Rampant corruption in countries throughout the Greater Mekong region has put vast areas of forest at risk. WWF says more sophisticated policies are needed. Photo: WWF

“To ensure the survival of the Greater Mekong’s remaining forests we need governments, business leaders and the public need to understand and recognize the value of forests to clean water, climate regulation, human health and livelihoods and why it’s crucial to protect them. This means agreeing to put responsible, sustainable forestry at the heart of their timber supply chains and forest policies and creating strong public-private partnerships for sustainable forestry,” Thibault Ledecq, regional forest head for WWF in the Greater Mekong area, said.

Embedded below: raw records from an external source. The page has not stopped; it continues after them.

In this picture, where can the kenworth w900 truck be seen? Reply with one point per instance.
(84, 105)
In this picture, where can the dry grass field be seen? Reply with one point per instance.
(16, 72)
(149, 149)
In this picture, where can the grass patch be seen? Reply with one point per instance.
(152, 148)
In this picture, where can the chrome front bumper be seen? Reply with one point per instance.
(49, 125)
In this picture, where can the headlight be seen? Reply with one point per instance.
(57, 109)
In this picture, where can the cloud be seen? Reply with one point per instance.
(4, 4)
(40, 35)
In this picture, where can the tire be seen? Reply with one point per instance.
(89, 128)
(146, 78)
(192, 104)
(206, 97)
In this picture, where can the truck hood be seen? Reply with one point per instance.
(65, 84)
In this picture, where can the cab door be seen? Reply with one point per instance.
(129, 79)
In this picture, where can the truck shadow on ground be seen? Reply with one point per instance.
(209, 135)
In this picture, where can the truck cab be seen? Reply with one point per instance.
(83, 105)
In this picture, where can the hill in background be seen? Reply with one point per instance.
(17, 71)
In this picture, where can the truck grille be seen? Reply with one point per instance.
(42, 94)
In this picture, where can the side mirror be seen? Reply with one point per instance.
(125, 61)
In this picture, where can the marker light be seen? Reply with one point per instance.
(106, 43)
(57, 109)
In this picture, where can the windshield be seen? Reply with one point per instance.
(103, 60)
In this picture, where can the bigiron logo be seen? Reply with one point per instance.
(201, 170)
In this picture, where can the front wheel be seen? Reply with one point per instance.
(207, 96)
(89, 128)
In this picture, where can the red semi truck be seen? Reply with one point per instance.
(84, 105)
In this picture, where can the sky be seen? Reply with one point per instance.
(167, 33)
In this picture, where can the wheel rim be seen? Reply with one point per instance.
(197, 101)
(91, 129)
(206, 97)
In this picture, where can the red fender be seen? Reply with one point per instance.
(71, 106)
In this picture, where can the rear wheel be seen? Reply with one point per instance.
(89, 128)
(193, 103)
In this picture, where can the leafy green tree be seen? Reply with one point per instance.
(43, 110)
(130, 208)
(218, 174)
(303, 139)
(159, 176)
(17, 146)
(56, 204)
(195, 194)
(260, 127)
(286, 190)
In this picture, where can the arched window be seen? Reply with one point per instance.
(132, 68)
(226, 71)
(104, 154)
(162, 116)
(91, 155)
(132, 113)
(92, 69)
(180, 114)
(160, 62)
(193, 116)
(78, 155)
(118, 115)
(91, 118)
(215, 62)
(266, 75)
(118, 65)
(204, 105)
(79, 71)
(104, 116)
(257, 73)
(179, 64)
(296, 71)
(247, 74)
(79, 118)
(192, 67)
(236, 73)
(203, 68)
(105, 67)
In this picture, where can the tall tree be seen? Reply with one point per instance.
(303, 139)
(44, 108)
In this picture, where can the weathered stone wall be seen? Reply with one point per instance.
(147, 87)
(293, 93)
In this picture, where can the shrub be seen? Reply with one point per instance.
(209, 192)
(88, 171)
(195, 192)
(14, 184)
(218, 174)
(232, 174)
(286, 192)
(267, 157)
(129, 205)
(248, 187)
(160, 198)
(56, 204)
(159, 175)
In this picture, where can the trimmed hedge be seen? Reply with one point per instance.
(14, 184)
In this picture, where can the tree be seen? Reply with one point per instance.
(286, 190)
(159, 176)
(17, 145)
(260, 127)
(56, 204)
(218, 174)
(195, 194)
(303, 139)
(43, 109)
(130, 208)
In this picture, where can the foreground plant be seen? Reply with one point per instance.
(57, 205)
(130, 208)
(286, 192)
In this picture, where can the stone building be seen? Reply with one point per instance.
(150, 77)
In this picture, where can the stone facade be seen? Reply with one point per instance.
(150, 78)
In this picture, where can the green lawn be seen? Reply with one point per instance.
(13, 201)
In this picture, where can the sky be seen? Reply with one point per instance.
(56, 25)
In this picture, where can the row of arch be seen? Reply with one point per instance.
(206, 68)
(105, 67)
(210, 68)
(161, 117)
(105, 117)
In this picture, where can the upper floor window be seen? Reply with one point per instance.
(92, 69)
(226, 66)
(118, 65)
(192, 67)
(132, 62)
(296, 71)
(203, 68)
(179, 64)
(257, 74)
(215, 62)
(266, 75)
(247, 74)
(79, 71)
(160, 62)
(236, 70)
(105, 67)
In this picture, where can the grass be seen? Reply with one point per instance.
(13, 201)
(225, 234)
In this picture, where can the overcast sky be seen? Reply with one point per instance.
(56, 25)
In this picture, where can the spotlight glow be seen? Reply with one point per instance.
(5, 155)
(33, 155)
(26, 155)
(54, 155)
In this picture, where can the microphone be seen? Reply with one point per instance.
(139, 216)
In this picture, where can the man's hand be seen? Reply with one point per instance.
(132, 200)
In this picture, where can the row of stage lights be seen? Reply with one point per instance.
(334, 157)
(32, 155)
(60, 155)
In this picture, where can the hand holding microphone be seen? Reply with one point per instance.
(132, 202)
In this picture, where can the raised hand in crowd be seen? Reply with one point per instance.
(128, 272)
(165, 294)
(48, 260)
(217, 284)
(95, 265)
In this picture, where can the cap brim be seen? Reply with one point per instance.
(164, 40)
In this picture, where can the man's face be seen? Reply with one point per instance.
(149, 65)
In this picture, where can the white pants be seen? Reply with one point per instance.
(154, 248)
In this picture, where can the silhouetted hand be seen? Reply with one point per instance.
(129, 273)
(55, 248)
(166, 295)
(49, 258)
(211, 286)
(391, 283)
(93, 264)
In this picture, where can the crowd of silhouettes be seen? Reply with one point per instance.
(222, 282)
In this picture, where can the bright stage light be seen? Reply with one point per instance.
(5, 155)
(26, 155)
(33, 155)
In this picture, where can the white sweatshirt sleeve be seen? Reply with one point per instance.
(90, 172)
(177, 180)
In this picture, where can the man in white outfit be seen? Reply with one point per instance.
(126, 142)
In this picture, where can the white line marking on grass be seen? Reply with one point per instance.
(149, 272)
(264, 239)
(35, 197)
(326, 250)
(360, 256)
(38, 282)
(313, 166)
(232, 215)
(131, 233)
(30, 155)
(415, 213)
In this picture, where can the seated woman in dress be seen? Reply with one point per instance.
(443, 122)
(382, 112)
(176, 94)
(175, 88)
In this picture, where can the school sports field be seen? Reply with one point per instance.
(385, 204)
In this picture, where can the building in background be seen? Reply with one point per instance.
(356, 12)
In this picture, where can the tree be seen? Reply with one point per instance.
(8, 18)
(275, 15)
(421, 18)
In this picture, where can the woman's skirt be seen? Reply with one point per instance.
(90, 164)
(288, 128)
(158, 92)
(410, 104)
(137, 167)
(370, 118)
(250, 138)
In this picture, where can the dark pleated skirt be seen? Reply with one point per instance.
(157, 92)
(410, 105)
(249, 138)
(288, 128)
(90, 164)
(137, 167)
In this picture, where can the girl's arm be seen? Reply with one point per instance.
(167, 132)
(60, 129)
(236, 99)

Dr David Ganz, director of the Center for People and Forests (otherwise known as RECOFTC) said: “Securing ways to enhance the livelihoods of local communities is an important step towards managing forests in an equitable fashion. In our globalized world, this includes first establishing a productive dialogue amongst both private sector actors and local communities, as shown in WWF’s and RECOFTC’s recent initiatives.”

Graphic: WWF


  • The report also gives examples of ways that individuals are working to solve deforestation:

  • Smallholders in Vietnam’s Hue Province have more than doubled their income from a Forest Stewardship Council-certified acacia through a unique partnership with IKEA and Scansia Pacific;
  • Individuals such as Hey Mer used to watch in desperation as forests disappeared around her Myanmar village. Now this village woman is hoping to become part of history as Myanmar aims to be the first country on earth to demonstrate that their rubber is deforestation-free;

  • In Cambodia’s eastern plains, Han Sahkan is part of a Community Protected Area whose members protect the forests from wildlife poachers and illegal loggers while replanting hardwood trees and earning income from honey, resin and mushroom collection;

  • Community members in Laos have received FSC certification and one farmer has more than tripled his income since switching from farming and fishing to rattan production. Wildlife numbers have also increased and conflict between humans and animals has decreased;

  • In Thailand’s Kui Buri National Park, an innovative partnership between plantation workers, park staff, local businesses and WWF has resulted in reduced encroachment in the park, a dramatic reduction in elephant deaths and the introduction of high-tech tools to protect wildlife.